1800s The labour press began to publish. (Hackett and Zhao 1998:16) The labour press described a social landscape in which the rights to justice, equality and property of artisans, mechanics, trades people were impeded (Hackett and Zhao 1998:21).

1800s Utilitarianism advocated the goal of the greatest good of the greatest number instead of democracy based on natural rights and reason. Utilitarianism was better accepted by the ruling order, the middle class. They were concerned that democracy would lead to mob rule (Hackett and Zhao 1998:19) Utilitarianism and democracy are held in a long-standing tension in the United States.

1820s – 1830s Craft unions developed in some Canadian cities (Hackett and Zhao 1998:21).

1830s United States entrepreneurs launched daily newspapers in the 1830s. The popular commercial daily papers took full bloom in the 1870s (Hackett and Zhao 1998:24).

1850 – 1867 “Both the Leader and the Globe in their views of democracy expressed the central position of mid-Victorian liberalism. Both declared for a wide, popular electorate but still wanted a qualified franchise to recognize property and intelligence, and to prevent the rule of ignorance and mere numbers…. There was in this mid-century Canadian press little of the spirit of American Jeffersonian or Jacksonian democracy with their faith in the natural worth of the common man.”

1850s – 1900 The trade union movement developed in Canada.

late 1800s The popular commercial daily papers emerged as the first version of journalistic objectivity (Hackett and Zhao 1998:18).

late 1800s Herbert Spencer’s social Darwinism foreshadowed the competitive, exploitative laissez-faire market economy. (Hackett and Zhao 1998:18).

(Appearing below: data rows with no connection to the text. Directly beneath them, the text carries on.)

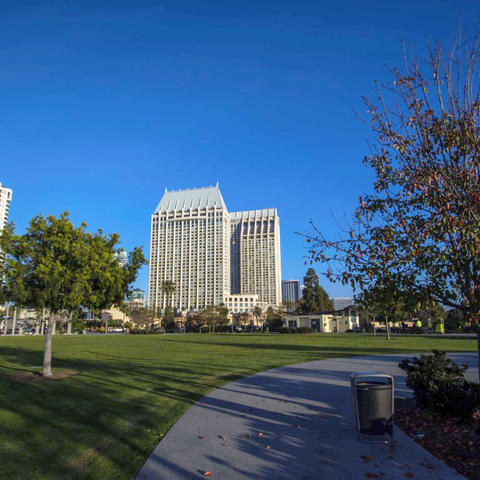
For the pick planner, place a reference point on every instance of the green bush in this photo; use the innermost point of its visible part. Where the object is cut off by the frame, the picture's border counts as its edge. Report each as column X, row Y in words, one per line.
column 439, row 384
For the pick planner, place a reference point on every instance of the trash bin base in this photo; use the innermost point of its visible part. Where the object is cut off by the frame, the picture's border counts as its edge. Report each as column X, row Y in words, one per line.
column 375, row 439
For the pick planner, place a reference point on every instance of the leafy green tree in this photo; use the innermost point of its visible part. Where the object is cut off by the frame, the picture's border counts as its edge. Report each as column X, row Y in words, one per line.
column 59, row 267
column 420, row 226
column 314, row 297
column 454, row 320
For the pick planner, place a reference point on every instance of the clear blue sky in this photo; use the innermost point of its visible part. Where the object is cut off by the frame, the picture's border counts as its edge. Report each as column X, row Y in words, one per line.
column 104, row 104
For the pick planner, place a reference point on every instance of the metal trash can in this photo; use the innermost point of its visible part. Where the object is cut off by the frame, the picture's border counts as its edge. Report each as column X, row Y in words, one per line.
column 373, row 399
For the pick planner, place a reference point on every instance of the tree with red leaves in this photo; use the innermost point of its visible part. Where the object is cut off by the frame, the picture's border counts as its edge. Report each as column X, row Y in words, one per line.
column 419, row 229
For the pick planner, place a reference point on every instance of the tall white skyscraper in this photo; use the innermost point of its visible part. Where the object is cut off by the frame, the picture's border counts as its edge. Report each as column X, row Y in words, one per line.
column 5, row 200
column 190, row 246
column 209, row 253
column 255, row 254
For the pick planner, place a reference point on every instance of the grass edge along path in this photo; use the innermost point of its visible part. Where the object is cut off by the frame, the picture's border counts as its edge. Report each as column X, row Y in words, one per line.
column 127, row 391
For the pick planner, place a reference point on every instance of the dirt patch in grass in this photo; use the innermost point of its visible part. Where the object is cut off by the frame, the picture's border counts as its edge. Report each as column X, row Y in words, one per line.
column 28, row 377
column 455, row 441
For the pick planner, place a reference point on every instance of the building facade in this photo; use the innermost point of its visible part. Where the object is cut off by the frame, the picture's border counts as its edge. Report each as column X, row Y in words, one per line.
column 290, row 291
column 208, row 252
column 341, row 303
column 255, row 254
column 5, row 200
column 190, row 246
column 136, row 298
column 324, row 322
column 240, row 303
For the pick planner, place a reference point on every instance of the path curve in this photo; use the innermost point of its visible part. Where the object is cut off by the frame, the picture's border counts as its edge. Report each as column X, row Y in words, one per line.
column 291, row 423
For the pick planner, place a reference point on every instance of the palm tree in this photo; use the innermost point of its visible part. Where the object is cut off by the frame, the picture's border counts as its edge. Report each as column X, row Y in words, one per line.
column 169, row 288
column 257, row 313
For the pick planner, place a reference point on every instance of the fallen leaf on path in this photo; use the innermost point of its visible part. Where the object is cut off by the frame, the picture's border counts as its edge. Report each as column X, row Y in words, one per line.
column 368, row 458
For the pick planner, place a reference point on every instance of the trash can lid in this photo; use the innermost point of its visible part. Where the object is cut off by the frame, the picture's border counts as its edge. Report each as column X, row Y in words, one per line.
column 373, row 386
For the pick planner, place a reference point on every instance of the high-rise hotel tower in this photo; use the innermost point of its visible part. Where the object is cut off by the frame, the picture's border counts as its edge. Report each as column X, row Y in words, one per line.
column 209, row 253
column 5, row 200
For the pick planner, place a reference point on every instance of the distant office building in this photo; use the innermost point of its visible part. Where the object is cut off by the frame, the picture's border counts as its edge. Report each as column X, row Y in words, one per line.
column 342, row 302
column 209, row 253
column 122, row 257
column 136, row 298
column 290, row 291
column 241, row 303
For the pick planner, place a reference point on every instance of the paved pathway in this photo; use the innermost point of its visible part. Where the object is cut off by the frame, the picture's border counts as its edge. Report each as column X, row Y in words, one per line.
column 291, row 423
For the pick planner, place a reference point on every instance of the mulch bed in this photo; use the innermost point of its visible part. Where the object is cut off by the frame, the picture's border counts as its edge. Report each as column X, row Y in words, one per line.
column 450, row 439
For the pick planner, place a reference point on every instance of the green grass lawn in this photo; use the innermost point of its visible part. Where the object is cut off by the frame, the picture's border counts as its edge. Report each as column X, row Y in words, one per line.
column 104, row 422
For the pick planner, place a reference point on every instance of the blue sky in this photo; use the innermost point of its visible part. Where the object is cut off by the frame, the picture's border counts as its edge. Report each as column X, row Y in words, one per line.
column 104, row 104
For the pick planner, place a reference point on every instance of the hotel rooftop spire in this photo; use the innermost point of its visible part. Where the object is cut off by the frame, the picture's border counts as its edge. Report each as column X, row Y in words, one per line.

1872 The Ontario Workman was founded. The labour newspaper expressed Enlightenment sentiments: “Co-operation is a principal that has shone upon the world through the progress of intelligence, and that it will gradually grow with the intelligence of the masses we have no doubt. It, or some like system, will gradually supersede the serf system of the past(Hackett and Zhao 1998:21).”

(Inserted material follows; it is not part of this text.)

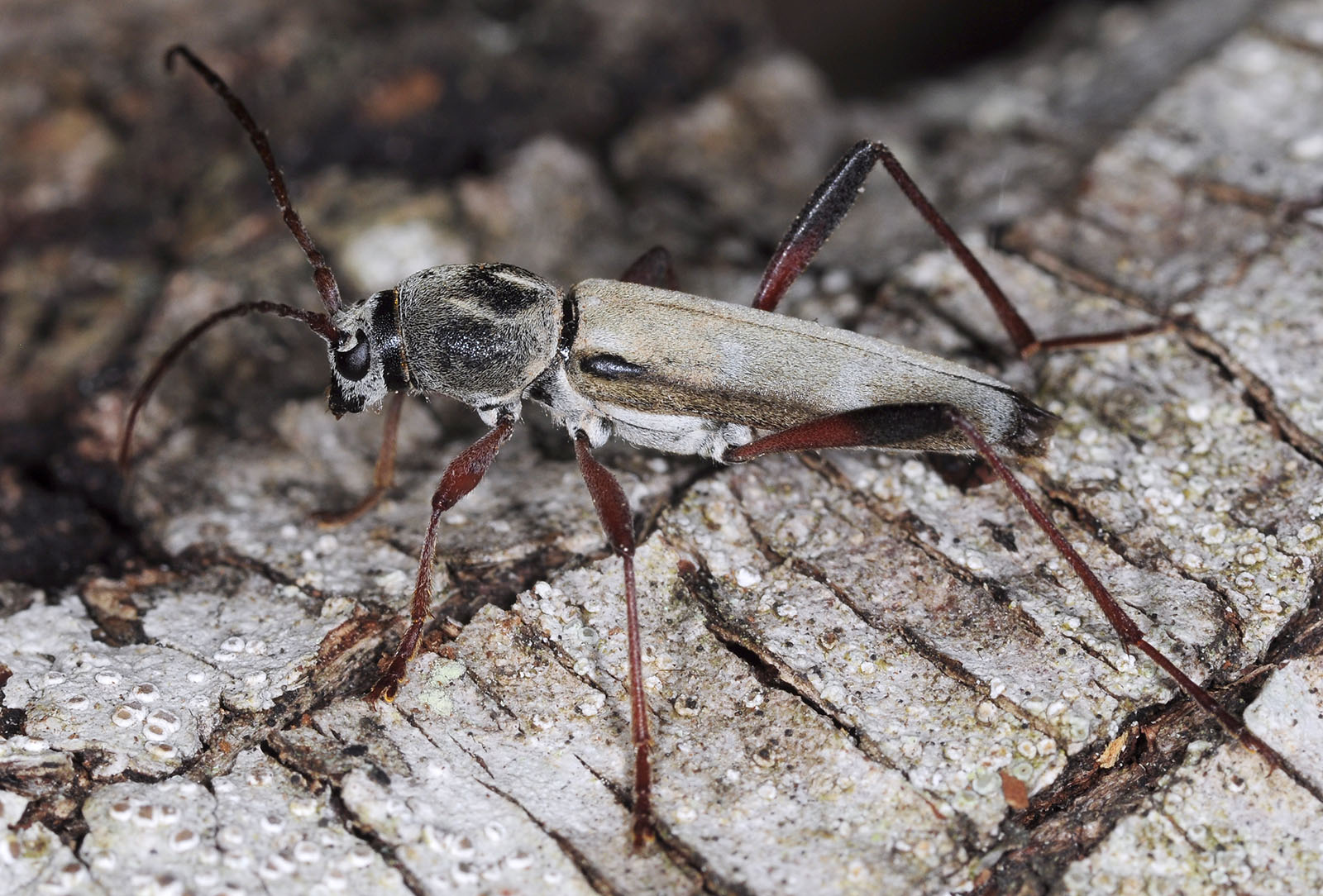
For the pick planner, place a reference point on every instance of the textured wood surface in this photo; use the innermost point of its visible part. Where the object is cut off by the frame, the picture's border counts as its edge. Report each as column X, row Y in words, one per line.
column 862, row 678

1880s The US founded Knights of Labor was spreading across Canada (Hackett and Zhao 1998:28).

1891 T. P. Thompson was Canada’s most prominent labour journalist. He was forced to close his newspaper when his readers turned to the commercial dailies. “It is much to be regretted that the wage earners are so stupidly blind to their own interests that they cannot see the advantage of having a live outspoken journal to plead their cause (Hackett and Zhao 1998:28).”

1917 The Russian Revolution

1920 Walter Lippman and Charles Merza accused The New York Times of reporting the Russian Revolution by “seeing not what was, but what men wished to see (Hackett and Zhao 1998:40).”

1930s Great Depression

1935 Leni Riefenstahl’s documentary Triumph of the Will celebrated the Nazi Regime. It is the classic propaganda film.

1935 The American Newspaper Guild’s code of ethics upheld the value of objectivity: “The newspapermen’s first duty is to give the public accurate and unbiased news reports (Hackett and Zhao 1998:40).”

1937 Quebec’s “authoritarian premier, Maurice Duplessis introduced the Padlock Act to shut down what it considered to be “Bolshevik or communistic” publications. The Supreme Court overturned the Padlock Act in 1957 (Hackett and Zhao 1998:79).”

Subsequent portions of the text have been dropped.